The trouble here is that most of these artifacts are generated during a build. Even if they don’t change between builds, rsync will still waste time on them because they have a “newer” timestamp.

Since timestamps can’t be used to identify a change, another option is to compare a hash of the file contents. Thankfully, rsync supports a --checksum option, so now files will be updated if they have a different size or checksum!

- rsync -a            --delete $PWD/public/ nicholas@$DEPLOYMENT_IP:/var/www/nicholas.cloud
+ rsync -a --checksum --delete $PWD/public/ nicholas@$DEPLOYMENT_IP:/var/www/nicholas.cloud

I thought this would work well enough, but looking at the remote I could see that timestamps on many files were still being updated. I hadn’t changed any content, so why was this happening?

I added in some options to start debugging. Aside from the usual -v/--verbose for extra information, I used --itemize-changes to see exactly how rsync was performing updates.

- rsync -a                      --checksum --delete $PWD/public/ nicholas@$DEPLOYMENT_IP:/var/www/nicholas.cloud
+ rsync -a -v --itemize-changes --checksum --delete $PWD/public/ nicholas@$DEPLOYMENT_IP:/var/www/nicholas.cloud

How does the command play out in my build logs?

sending incremental file list
.d..t...... ./
.f..t...... 404.html
.f..t...... index.html
.f..t...... index.xml
.f..t...... sitemap.xml
.d..t...... blog/
.f..t...... blog/index.html
.f..t...... blog/index.xml
.d..t...... blog/2017-reflection/
.f..t...... blog/2017-reflection/index.html
...

While rsync wasn’t modifying any file contents, it was modifying file timestamps. What could be causing that?

This was the point where I thought to look back over exactly what that -a option was doing, to see if it was responsible for this mess. First point of call, the man page!

-a, --archive       archive mode; equals -rlptgoD (no -H,-A,-X)

So -a implies several options, many related to file metadata: owner, group, permissions and, sure enough, timestamp.

I had my culprit.

With a further option, we can apply a workaround to skip updating timestamps.

- rsync -a            -v --itemize-changes --checksum --delete $PWD/public/ nicholas@$DEPLOYMENT_IP:/var/www/nicholas.cloud
+ rsync -a --no-times -v --itemize-changes --checksum --delete $PWD/public/ nicholas@$DEPLOYMENT_IP:/var/www/nicholas.cloud

To go the extra mile though, it’s much better to replace --archive with the only option I actually need: --recursive. It was also a good time to use long names for each option!

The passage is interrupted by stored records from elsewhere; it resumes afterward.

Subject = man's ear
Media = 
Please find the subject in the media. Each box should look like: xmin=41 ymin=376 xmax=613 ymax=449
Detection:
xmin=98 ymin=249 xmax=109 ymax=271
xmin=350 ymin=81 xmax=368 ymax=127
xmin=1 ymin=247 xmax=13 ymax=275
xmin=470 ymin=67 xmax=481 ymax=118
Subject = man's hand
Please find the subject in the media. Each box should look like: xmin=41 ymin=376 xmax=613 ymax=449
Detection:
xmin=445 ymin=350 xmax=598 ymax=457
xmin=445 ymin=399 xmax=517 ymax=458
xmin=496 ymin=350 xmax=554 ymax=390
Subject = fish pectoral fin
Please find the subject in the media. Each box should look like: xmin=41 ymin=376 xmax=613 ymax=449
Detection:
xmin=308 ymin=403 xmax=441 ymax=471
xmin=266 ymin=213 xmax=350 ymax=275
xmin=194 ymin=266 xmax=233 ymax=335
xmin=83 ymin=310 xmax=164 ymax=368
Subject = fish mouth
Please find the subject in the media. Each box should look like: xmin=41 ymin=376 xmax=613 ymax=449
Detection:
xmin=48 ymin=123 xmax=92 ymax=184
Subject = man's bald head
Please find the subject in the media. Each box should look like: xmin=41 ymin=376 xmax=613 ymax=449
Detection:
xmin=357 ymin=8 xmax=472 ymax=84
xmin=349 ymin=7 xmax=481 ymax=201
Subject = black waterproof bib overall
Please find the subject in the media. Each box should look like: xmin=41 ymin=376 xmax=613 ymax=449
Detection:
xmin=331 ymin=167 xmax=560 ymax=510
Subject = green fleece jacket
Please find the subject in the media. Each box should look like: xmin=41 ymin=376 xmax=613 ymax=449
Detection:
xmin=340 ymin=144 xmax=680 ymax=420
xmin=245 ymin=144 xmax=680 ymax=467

- rsync --archive --no-times -v          --itemize-changes --checksum --delete $PWD/public/ nicholas@$DEPLOYMENT_IP:/var/www/nicholas.cloud
+ rsync --recursive          --verbose   --itemize-changes --checksum --delete $PWD/public/ nicholas@$DEPLOYMENT_IP:/var/www/nicholas.cloud

Checking back on it a few days later, it seems to be faring well enough!

$ ls -lR /var/www/nicholas.cloud | grep 'Apr' |sed 's;.*A;A;' | cut -b -12 | sort --unique
Apr 10 04:09
Apr 10 05:49
Apr 11 03:12
Apr 13 06:32
Apr 13 07:34

Is this better/optimal?

While I prefer this updated rsync command, it’s worth noting that there a lot of moving partss to consider.

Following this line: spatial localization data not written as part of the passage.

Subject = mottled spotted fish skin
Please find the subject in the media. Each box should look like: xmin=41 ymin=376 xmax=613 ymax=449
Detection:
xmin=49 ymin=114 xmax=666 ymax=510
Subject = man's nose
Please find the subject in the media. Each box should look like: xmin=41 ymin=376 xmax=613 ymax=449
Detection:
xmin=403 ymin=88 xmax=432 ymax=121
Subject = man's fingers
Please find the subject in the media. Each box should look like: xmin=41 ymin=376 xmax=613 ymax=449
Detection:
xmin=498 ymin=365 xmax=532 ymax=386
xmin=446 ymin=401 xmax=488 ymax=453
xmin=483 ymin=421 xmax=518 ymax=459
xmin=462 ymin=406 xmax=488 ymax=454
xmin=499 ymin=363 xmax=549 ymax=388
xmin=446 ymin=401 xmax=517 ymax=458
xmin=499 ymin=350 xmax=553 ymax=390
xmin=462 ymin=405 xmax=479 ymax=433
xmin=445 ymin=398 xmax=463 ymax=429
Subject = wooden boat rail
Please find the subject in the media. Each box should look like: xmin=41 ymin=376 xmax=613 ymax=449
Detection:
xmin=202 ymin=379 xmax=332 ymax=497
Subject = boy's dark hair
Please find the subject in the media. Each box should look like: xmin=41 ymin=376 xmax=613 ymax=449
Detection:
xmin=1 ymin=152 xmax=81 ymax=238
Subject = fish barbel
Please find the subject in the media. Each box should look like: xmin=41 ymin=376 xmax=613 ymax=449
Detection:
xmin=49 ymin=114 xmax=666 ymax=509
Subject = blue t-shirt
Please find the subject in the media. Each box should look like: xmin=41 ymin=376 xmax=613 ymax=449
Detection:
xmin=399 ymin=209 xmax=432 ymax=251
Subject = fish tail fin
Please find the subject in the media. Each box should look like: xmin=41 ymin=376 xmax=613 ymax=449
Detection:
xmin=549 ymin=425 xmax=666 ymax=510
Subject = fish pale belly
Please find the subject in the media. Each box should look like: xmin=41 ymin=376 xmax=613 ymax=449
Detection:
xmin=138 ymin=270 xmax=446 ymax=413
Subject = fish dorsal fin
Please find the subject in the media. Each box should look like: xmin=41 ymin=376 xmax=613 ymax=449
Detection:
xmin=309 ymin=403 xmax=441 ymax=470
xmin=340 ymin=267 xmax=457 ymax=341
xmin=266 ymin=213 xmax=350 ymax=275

The delta-transfer algorithm rsync employs can greatly reduce the amount of data transferred when two files are largely similar/identical
Generating/comparing checksums may actually be slower than relying on timestamps and the false positives they entail
Nginx also employs the ETag header in addition to the Last-Modified header for certain resources

Is my solution really faster? Does it lead to better caching performance for end users? I don’t think you can tell without benchmarking, but that’s something to investigate another day.

If you’d like to know more about how rsync functions, I’d recommend checking out the man page and this higher-level overview!